29 de Mayo del 2022
Victor Manuel Rodríguez
Emergencia comunicacional
El periodismo en México, entre la violencia el descrédito y la estigmatización
El periodismo en México, entre la violencia el descrédito y la estigmatización
Luis Martínez, director del Observatorio Mexicano de Medios

Entre la violencia de los grupos del crimen organizado y el descrédito de las audiencias, la labor periodística en México enfrenta grandes desafíos para lograr mejores niveles de salud comunicacional y seguridad para los trabajadores de la prensa.

El director del Observatorio Mexicano de Medios, el periodista Luis Martínez, entrevistado desde el ciclo Píldoras Digitales analizó diversos aspectos de la libertad de expresión en la nación mexicana que se debate entre dudas y certezas.
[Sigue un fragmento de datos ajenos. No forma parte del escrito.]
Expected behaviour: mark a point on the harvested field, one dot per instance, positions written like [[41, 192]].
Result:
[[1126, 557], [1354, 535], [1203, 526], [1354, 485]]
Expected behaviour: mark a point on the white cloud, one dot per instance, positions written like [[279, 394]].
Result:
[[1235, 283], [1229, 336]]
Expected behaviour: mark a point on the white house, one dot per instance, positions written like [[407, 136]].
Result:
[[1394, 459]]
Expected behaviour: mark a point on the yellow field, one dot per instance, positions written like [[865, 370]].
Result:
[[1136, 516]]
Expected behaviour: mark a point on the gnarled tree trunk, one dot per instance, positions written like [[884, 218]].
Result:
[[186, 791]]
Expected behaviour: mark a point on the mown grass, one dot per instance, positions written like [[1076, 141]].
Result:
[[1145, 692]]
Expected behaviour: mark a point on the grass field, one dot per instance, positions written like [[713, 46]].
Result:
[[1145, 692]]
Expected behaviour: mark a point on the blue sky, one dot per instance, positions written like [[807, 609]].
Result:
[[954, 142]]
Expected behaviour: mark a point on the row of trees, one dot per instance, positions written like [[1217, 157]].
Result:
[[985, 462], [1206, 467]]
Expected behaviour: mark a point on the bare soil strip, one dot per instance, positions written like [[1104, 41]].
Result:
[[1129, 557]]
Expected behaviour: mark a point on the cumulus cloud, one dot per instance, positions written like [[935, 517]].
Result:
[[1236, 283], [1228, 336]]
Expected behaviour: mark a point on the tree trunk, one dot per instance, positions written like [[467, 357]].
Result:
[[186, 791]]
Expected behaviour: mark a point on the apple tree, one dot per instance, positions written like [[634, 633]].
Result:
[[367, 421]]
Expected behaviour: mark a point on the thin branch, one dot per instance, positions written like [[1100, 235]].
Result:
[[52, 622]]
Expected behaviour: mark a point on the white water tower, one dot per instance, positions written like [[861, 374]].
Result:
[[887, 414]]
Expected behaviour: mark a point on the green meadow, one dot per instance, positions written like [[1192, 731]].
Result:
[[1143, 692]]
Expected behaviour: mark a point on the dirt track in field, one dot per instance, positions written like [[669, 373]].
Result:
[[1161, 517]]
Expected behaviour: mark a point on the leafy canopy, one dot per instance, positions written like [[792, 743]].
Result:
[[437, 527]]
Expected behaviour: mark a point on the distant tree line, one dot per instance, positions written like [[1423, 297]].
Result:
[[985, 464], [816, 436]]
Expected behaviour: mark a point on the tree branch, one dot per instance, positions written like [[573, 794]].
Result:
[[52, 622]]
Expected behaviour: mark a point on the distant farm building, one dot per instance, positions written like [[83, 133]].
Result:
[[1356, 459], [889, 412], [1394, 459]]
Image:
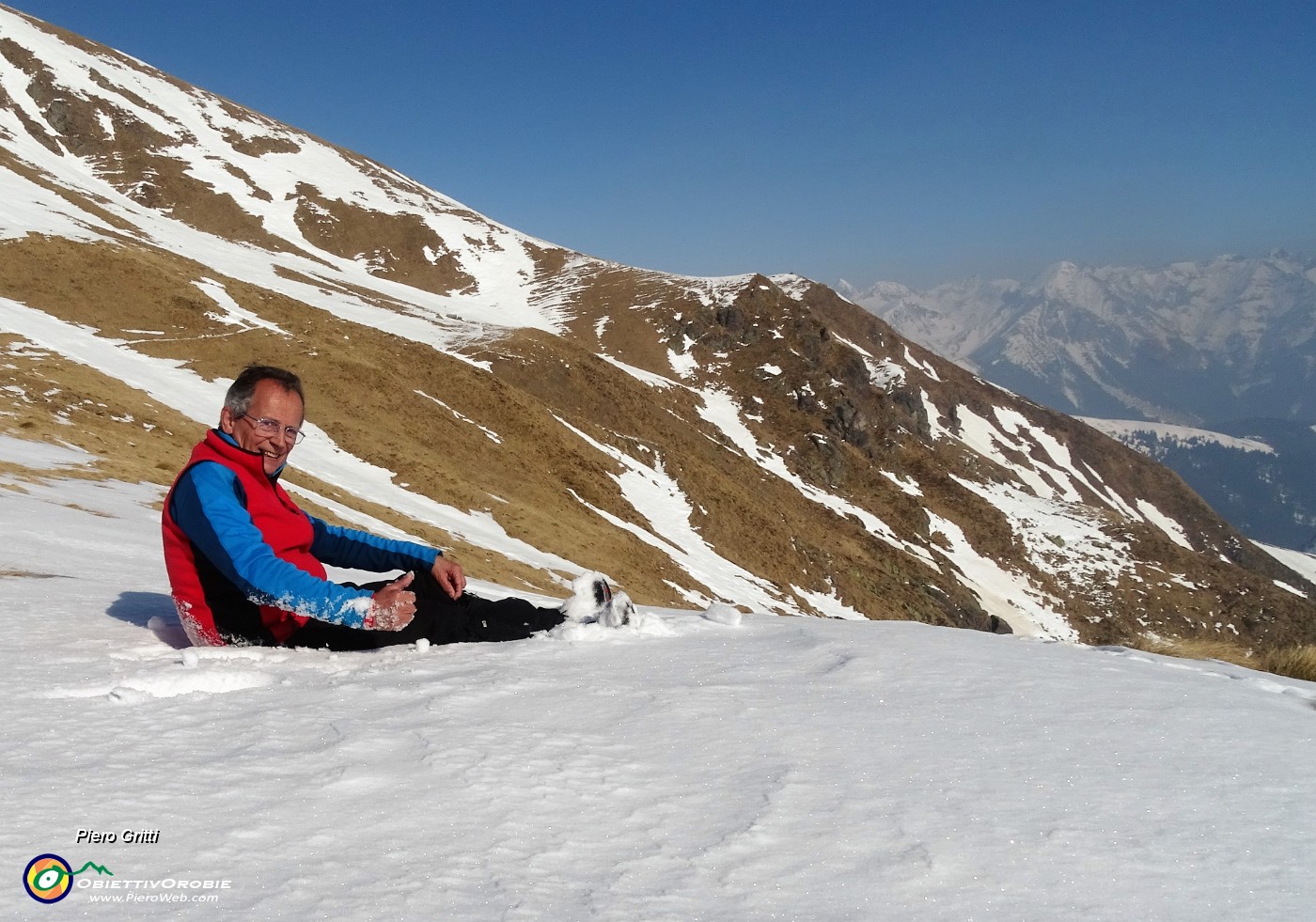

México, como una importante cantidad de naciones del continente, un día sí y otro también se ve sacudida por el asesinato de comunicadores, impactando no solamente en la vulneración al derecho a la vida; sino también en la posibilidad a que la sociedad acceda a una información libre y sin tapujos.

Entre vivir y sobrevivir

En este contexto, Martínez resaltó que la situación de la comunicación en México “está impactada por dos grandes amenazas que son la violencia del crimen organizado por un lado y por otro, el creciente descrédito que muestra la sociedad mexicana por el periodismo y en particular, hacia los periodistas”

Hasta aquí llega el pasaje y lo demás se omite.